Information to be Submitted .  No change.

Submitters .  No change.

Public Availability of Continuing Disclosure Documents

No change.

*  *  *  *  *  *  *  *  *

PROPOSED AMENDMENTS TO EMMA PRIMARY MARKET DISCLOSURE SUBSCRIPTION SERVICE

EMMA SUBSCRIPTION SERVICES

EMMA Primary Market Disclosure Subscription Service

No change.

Submission Data:

No change

Offering Data:

No change

Issue Data: 

issue type; security type; issuer name; issue description; state; closing date; dated dates; remarketing/commercial paper identifiers; continuing disclosure status; obligated person; annual filing deadline for financial information

Security Data:

No change

Document Data:

No change

File Data:

No change

Limited Offering
Contact Data:

No change

No change


[1] The MSRB has filed these proposals in conjunction with today’s consideration by the SEC of potential amendments to Rule 15c2-12, on municipal securities disclosure, under the Securities Exchange Act of 1934 (the “Exchange Act”).  Comments on the proposals should be submitted to the SEC and should reference their respective file numbers.  See infra notes 2 and 3.

[4] Obligated persons would be permitted to submit primary market documents through the EMMA primary market disclosure service only if designated as an agent by the issuer.

[5] The MSRB believes that posting of such pre-sale documents without the related disclosure information provided in a preliminary official statement would be inconsistent with the core disclosure purposes of EMMA.

[6] The MSRB previously published a notice seeking comment on whether underwriters for new issues should be required to submit such information to the MSRB.  See MSRB Notice 2008-05 (January 31, 2008).  The notice, the comments received and the MSRB’s responses are described in File No. SR-MSRB-2009-09.

[7] For example, EMMA would not accept a submission of information stating that the annual financial information will be provided within a particular number of days after the end of the fiscal year since investors and other market participants may not have ready access to information about the issuer or obligated person’s fiscal year.
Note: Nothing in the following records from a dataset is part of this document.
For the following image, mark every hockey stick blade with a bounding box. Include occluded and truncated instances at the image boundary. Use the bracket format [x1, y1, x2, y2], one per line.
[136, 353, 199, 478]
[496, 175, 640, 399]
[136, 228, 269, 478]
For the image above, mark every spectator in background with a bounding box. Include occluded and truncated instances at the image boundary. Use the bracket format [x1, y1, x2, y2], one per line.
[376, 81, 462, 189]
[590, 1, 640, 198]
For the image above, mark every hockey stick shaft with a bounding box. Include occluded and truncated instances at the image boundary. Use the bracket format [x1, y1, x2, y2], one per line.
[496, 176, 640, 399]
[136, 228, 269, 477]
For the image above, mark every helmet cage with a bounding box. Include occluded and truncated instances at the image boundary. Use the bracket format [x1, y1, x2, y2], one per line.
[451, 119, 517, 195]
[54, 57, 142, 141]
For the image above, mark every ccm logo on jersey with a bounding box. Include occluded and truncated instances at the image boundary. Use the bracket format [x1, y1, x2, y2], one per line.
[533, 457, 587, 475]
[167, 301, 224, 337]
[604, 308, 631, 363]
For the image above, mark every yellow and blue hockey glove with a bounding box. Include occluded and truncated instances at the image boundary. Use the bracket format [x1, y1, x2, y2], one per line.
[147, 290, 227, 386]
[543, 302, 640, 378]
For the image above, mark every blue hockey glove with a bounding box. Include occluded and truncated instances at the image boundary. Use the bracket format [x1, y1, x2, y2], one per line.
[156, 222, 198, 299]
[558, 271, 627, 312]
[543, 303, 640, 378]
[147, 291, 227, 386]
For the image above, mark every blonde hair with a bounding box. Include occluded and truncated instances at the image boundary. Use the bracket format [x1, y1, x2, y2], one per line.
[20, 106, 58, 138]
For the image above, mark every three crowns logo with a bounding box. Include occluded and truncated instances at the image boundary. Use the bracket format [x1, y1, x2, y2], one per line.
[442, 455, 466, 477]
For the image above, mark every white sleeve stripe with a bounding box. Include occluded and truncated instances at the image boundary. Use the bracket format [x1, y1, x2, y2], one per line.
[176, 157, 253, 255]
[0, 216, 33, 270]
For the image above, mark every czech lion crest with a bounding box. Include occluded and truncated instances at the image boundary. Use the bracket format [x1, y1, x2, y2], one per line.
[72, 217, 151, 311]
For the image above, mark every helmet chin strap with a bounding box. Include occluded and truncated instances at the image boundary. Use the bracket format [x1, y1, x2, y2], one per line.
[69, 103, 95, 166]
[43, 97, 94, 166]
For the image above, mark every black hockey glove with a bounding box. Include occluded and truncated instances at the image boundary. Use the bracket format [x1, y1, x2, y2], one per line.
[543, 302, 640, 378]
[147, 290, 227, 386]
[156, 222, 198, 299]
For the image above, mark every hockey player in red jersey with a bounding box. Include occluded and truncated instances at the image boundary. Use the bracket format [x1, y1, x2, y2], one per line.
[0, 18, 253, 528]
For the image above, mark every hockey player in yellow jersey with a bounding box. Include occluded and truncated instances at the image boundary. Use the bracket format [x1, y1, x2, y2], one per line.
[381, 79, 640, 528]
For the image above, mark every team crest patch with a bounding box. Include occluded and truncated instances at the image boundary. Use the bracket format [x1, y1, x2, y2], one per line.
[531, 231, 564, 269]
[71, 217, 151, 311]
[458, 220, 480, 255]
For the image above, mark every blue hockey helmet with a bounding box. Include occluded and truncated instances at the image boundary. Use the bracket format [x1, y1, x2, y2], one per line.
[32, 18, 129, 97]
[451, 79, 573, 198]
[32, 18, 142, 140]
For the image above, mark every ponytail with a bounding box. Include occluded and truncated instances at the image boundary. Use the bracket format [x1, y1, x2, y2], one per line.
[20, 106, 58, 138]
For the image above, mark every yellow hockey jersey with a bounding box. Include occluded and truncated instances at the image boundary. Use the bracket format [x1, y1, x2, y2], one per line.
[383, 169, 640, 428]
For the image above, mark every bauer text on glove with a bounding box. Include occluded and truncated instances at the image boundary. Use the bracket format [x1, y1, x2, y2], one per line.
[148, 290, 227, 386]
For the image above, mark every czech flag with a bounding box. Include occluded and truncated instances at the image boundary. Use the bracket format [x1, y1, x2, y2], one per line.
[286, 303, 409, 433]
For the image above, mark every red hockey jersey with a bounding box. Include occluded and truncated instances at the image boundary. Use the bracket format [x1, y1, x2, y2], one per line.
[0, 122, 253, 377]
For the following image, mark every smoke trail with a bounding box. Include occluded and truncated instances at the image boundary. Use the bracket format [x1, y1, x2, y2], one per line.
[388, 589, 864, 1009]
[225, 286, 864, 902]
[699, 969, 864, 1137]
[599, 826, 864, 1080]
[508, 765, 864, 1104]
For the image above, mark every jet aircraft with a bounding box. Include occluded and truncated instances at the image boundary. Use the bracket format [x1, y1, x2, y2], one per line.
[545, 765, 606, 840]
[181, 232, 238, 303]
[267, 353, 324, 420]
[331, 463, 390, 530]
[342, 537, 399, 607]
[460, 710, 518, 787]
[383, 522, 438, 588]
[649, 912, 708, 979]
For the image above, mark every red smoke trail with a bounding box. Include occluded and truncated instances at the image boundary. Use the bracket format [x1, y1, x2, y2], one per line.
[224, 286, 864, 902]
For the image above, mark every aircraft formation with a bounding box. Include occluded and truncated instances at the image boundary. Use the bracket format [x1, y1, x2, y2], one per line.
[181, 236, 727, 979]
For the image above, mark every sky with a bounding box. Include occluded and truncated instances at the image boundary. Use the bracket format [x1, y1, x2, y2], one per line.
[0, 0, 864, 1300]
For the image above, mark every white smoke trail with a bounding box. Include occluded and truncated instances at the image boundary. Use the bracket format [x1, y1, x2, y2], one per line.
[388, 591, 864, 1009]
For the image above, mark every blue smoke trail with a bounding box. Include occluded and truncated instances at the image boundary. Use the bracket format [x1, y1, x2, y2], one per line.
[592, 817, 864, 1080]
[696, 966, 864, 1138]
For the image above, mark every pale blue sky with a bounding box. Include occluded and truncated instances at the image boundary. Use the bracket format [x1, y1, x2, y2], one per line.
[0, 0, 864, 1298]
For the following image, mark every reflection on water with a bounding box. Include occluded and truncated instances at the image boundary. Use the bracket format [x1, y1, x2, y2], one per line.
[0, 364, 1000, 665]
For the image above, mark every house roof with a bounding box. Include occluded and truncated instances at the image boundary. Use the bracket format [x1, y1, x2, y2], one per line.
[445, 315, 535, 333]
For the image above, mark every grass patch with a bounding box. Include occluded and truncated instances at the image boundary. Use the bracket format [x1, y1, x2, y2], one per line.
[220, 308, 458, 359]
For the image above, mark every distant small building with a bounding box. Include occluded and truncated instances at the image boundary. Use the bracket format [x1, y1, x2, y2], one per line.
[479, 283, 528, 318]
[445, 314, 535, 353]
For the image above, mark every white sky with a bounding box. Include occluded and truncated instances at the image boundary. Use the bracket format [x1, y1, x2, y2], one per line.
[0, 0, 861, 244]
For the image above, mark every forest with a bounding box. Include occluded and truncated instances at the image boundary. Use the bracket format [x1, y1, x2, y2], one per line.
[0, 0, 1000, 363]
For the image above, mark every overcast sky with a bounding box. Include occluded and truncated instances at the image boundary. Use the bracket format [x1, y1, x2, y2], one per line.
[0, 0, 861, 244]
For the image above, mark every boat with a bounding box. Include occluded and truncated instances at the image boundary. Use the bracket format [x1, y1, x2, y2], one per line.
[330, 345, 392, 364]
[8] Contact information for issuers and obligated persons provided by underwriters would be used by the MSRB solely for purposes of inviting such issuers and obligated persons to establish submission accounts with the MSRB and will not be displayed on the EMMA web portal and will not be included in the primary market disclosure subscription service.

[9] The GFOA-CAFR Certificate is widely viewed as indicative of positive achievement in financial reporting by state and local governments.  The MSRB would consider adding in the future additional voluntary disclosures of other widely accepted, merit-based and independently bestowed distinctions with respect to financial or other disclosures by issuers or obligated persons.

[10] Under the Exchange Act, smaller public reporting companies, as non-accelerated filers, generally are required to file their annual reports on Form 10-K with the SEC within 90 days after the end of their fiscal year.  The longer 120-day period included in the proposal’s voluntary annual filing undertaking is designed to accommodate additional steps that state and local governments often must take – under state law, pursuant to their own requirements, or otherwise – in completing the work necessary to prepare their annual financial information as contemplated under Exchange Act Rule 15c2-12. 

[11] Underlining indicates additions and strikethrough indicates deletions.